Based on a range of archival, oral, and newspaper sources from Tanzania and India, this book explores the history of cross-cultural encounters that shaped regional ideas of diaspora and nationhood from the earliest days of colonial Tanganyika—when Indian settlement began to expand dramatically—to present-day Tanzania, a nation always under construction. The book focuses primarily on two prominent city spaces, schools and cinemas: the one a site of education, the other a site of leisure; one typically a programmatic entity of government, the other usually a bastion of commercial enterprise. Nonetheless, the forces shaping schools and cinemas as they developed into busy centers of urban social interaction were surprisingly similar: the state, community organizations, nationalist movements, economic change, and the transnational winds of Indian Ocean culture and capital. Whether in the form of institutional apparatuses like networks of Indian teacher importation and curricula adoption, or through the market predominance of the Indian film industry, schools and cinemas in East Africa historically were influenced by actions and ideas from around the Indian Ocean.
Diaspora and Nation in the Indian Ocean argues that an Indian Ocean–wide perspective enables an examination of the transnational production of ideas about race against a backdrop of changing relationships and claims of belonging as new notions of nationhood and diaspora emerged. It bridges an academic divide, because historians often either focus on the Indian diaspora in isolation or write it out of the story of African nation building. Further, in contrast to the swell of publications on global Indian or South Asian diasporas that highlight longings for and contacts with the “homeland,” the book also demonstrates that much of the creative production of diasporic Indian identities formed in East Africa was a result of local (albeit cosmopolitan) encounters across cities like Dar es Salaam.
Awards
- 2017, Winner - Kenneth W. Baldridge Prize (best history book by Hawaii resident)

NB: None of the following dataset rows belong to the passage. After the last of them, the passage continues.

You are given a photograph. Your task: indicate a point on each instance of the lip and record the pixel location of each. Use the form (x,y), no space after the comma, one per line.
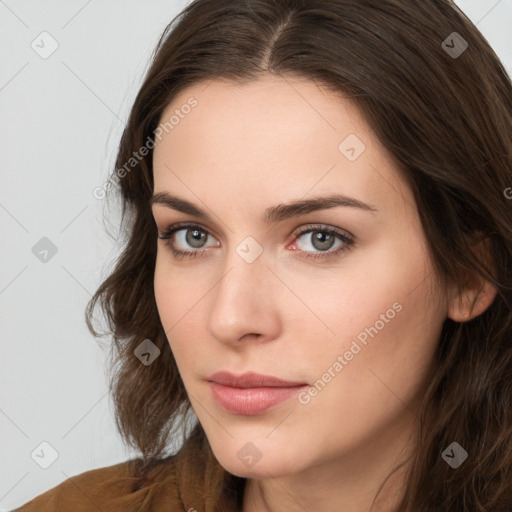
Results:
(251,393)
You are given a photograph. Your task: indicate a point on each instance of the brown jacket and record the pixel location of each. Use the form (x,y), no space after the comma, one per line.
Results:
(191,481)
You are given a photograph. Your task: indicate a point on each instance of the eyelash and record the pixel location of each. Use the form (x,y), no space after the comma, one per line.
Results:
(310,228)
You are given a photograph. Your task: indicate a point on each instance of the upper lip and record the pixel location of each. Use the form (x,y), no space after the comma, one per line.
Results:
(251,380)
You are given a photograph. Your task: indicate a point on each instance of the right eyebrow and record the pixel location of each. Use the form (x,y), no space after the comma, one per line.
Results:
(272,214)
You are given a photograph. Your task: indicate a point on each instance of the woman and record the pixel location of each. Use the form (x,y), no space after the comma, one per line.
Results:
(318,267)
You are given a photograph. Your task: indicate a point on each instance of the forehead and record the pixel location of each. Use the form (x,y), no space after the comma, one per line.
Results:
(271,137)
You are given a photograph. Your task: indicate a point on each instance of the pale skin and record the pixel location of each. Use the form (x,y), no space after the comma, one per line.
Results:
(241,150)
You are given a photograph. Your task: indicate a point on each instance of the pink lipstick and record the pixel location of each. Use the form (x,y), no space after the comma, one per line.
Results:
(251,393)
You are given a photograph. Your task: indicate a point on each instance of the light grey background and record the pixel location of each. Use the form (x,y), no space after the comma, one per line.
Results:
(61,120)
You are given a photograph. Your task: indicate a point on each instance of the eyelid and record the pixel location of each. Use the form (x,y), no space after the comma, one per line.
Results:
(347,238)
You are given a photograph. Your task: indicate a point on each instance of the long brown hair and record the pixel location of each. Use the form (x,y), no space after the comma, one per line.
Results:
(446,118)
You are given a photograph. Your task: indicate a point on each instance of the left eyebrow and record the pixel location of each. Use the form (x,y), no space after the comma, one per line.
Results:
(276,213)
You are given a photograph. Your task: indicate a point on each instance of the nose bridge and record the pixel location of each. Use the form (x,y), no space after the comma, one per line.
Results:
(243,302)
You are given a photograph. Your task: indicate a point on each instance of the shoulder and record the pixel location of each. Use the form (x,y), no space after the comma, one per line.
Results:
(114,488)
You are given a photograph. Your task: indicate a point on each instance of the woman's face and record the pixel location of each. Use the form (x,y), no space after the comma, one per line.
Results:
(280,277)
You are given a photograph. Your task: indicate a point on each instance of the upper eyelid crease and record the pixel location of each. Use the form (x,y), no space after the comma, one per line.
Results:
(273,214)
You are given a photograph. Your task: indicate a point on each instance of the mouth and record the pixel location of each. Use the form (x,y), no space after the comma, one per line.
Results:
(251,393)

The book is well grounded in a range of archival, oral, and newspaper sources from Tanzania and India. . . . The strength lies in Bertz’s account of the changing debates about race carried on by Indians, Africans, and Europeans in day-to day encounters in the Indian Ocean World. New notions of migration, nation, and post colonial histories can only be under stood in terms of human experience and encounters. Bertz convincingly shifts the frame from African studies and Asian studies to the more inclusive field of Indian Ocean studies and Global History. It is a major contribution for Indian Ocean historians, sociologists, and anthropologists.

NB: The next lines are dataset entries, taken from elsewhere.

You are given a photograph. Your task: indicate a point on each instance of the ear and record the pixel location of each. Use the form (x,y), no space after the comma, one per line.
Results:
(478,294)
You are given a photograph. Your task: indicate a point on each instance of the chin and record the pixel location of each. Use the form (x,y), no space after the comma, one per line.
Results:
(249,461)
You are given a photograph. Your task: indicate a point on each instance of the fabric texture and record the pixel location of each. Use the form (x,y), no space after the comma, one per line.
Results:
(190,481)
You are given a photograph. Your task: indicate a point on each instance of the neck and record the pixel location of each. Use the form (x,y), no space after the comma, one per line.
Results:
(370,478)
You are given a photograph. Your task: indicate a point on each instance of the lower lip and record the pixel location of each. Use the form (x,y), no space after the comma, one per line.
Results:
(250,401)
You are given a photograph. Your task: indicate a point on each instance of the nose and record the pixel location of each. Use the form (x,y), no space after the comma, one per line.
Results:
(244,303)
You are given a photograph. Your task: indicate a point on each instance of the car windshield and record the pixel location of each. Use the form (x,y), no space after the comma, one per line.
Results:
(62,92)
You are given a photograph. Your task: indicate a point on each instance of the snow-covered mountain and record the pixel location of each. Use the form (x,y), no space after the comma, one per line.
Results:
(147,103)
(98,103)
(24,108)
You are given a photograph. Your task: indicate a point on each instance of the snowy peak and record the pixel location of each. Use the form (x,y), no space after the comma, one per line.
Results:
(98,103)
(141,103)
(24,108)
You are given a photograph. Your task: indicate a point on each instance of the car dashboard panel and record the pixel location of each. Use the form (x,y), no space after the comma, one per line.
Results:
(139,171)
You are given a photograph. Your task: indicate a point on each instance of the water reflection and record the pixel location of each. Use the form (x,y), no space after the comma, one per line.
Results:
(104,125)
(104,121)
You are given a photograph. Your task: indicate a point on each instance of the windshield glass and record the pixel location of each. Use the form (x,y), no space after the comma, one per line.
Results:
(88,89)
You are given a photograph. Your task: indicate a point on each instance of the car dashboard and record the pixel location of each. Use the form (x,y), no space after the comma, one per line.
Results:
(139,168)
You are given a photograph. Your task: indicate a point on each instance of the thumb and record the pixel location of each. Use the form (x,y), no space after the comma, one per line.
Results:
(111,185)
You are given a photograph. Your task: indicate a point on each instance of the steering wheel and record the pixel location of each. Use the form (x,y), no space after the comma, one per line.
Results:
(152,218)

Bertz presents a nuanced argument for a wider Indian Ocean lens on the city, seeking to transcend the divides in the histories of East Africa and South Asia. . . . The book is well written and it benefits from an effective use of individual narratives to illustrate and punctuate the argument. . . . Bertz has made a useful contribution to debates on race and space in East Africa’s urban history.
Bertz’s wholistic overview provides a welcome corrective to the works of [Jonathon] Glassman and [James] Brennan, which sometimes seem to place the rise of racial animus solely on the side of Africans. After his excellent introduction, Bertz turns to his two social spaces [cinemas and schools]. He uses business and colonial records as well as oral history interviews in his analysis. His overview of the importance of cinemas as both a site of leisure and a place of social interaction that broke through colonial racial barriers is striking.
This is an engaging study of how race and space were intertwined in the colonial and postcolonial world of the western Indian Ocean. The author’s use of primary evidence, both archival and based on his wide-ranging interviews, is most impressive.
This book illuminates the debates about race between Indians, Africans, and Europeans in day-to-day encounters in the Indian Ocean world. New notions of migration, nation, and postcolonial histories can only be understood in terms of human experiences and encounters. Bertz convincingly shifts the frame from African studies and Asian studies to the more inclusive field of Indian Ocean studies.
Ned Bertz is associate professor in the Department of History at the University of Hawai'i at Mānoa.